The airgel was produced in a manner similar to that published in DE-A-43,42,548.
The heat transfer of the airgel granules was measured by the hot wire method (O. Nielsen, G. Ruschenpeller, J. Gross, J. Flicker, High Temperature-High Pressure, Vol. 21, 267-274 (1989)). The heat transfer properties of the moldings were measured according to DIN 52612. As a measure of improvement in object sound or impact sound attenuation, impact sound improvement was measured by DIN 52210.
Example 1
Molded product composed of 50 % by volume airgel and 50% by volume polyvinyl butyral 50% by volume hydrophobic airgel granules (solid density 130 kg / m ³ ) and 50% by volume polyvinyl butyral (solid density 1100 kg / m ³ ) Intimately mixed. The volume percentage is related to the target percentage of the molding. Hydrophobic airgel granules have a particle size of 650 mm or more, a BET surface of 640 m ² / g, and a heat transfer coefficient of 11 mW / mK. As polyvinyl butyral, 50 mm of Mowital ™ (Polymer F) (Hoechst AG) is used.
Separation paper is laid on the bottom surface of the press die. The airgel-containing compressed product is evenly distributed thereon, and the whole is covered with a separating paper. The compact is compressed at 220 ° C. for 30 minutes to a thickness of 18 mm.
The resulting molding has a density of 280 kg / m ³ and a heat transfer rate of 40 mW / mK. The improvement in impact sound attenuation reaches 19 dB.
Example 2
Molded 80 % by volume airgel, 18% by volume polyvinyl butyral and 2% by volume polyethylene terephthalate fiber 80% by volume hydrophobic airgel granules (solid density 130 kg / m ³ ) and 18% by volume polyvinyl butyral ( Solid density 1100 kg / m ³ ) and 2% by volume polyethylene terephthalate fiber were intimately mixed. In this case, the volume percentage is related to the target percentage of the molding. Hydrophobic airgel granules have a particle size of 650 mm or more, a BET surface of 640 m ² / g, and a heat transfer coefficient of 11 mW / mK. As polyvinyl butyral, 50 mm of Mowital ™ (Polymer F) (Hoechst AG) is used.
Separation paper is laid on the bottom surface of the press die. The airgel-containing compressed product is evenly distributed thereon, and the whole is covered with a separating paper.
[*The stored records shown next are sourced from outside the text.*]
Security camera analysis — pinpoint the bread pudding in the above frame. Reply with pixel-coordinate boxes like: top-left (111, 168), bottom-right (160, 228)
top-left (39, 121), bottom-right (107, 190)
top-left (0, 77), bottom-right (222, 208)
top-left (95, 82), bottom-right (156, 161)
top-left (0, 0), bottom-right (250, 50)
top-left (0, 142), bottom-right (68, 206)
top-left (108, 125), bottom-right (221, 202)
The compact is compressed at 220 ° C. for 30 minutes to a thickness of 18 mm.
The molding obtained has a density of 250 kg / m ³ and a heat transfer rate of 25 mW / mK. The improvement of impact sound attenuation reaches 22dB.
Example 3
Molded 90% by volume hydrophobic airgel granules (solid density 130 kg / m ³ ) consisting of 90 % by volume airgel and 10% by volume dispersed adhesive in a mixer together with 10% by volume Mowilith ™ -dispersed VDM1340 Infuse. In this case, the volume percentage is related to the target percentage of the molding. Hydrophobic airgel granules have a particle size of 650 mm or more, a BET surface of 640 m ² / g, and a heat transfer coefficient of 11 mW / mK. As the dispersion adhesive, Mowilith (trademark) -dispersion VDM1340 (Hoechst AG) is used.
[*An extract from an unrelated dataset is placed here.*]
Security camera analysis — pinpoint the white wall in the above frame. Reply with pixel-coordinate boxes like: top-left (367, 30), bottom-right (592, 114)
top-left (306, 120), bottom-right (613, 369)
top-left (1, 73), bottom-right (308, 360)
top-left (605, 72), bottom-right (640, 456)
Separation paper is laid on the bottom surface of the press die. The airgel-containing compressed product is evenly distributed thereon, and the whole is covered with a separating paper. The compact is compressed at 190 ° C. for 15 minutes to a thickness of 18 mm.
The molding obtained has a density of 200 kg / m ³ and a heat transfer coefficient of 29 mW / mK. The improvement in impact sound attenuation reaches 24 dB.

Claims (7)

Use of airgel particles for object sound and / or impact sound attenuation comprising:
A method comprising the airgel particles being charged in the form of a dry binder. Airgel particles contain Si compounds, Use according to claim 1. Airgel particles are SiO ₂ The use according to claim 1 or 2, which is an airgel particle. The use according to any one of claims 1 to 3, wherein the airgel particles exhibit permanent hydrophobic surface groups. Use according to any one of the airgel particles exhibits a 60% or more porosity and 0.6 g / cm ³ or less of the density, according to claim 1-4. The use according to any one of claims 1 to 5 , wherein the particle size of the airgel particles is in the range of 50 µm to 10 mm. The use according to any one of claims 1 to 6 , wherein the proportion of the airgel particles in the combined product is in the range of 5 to 97% by volume.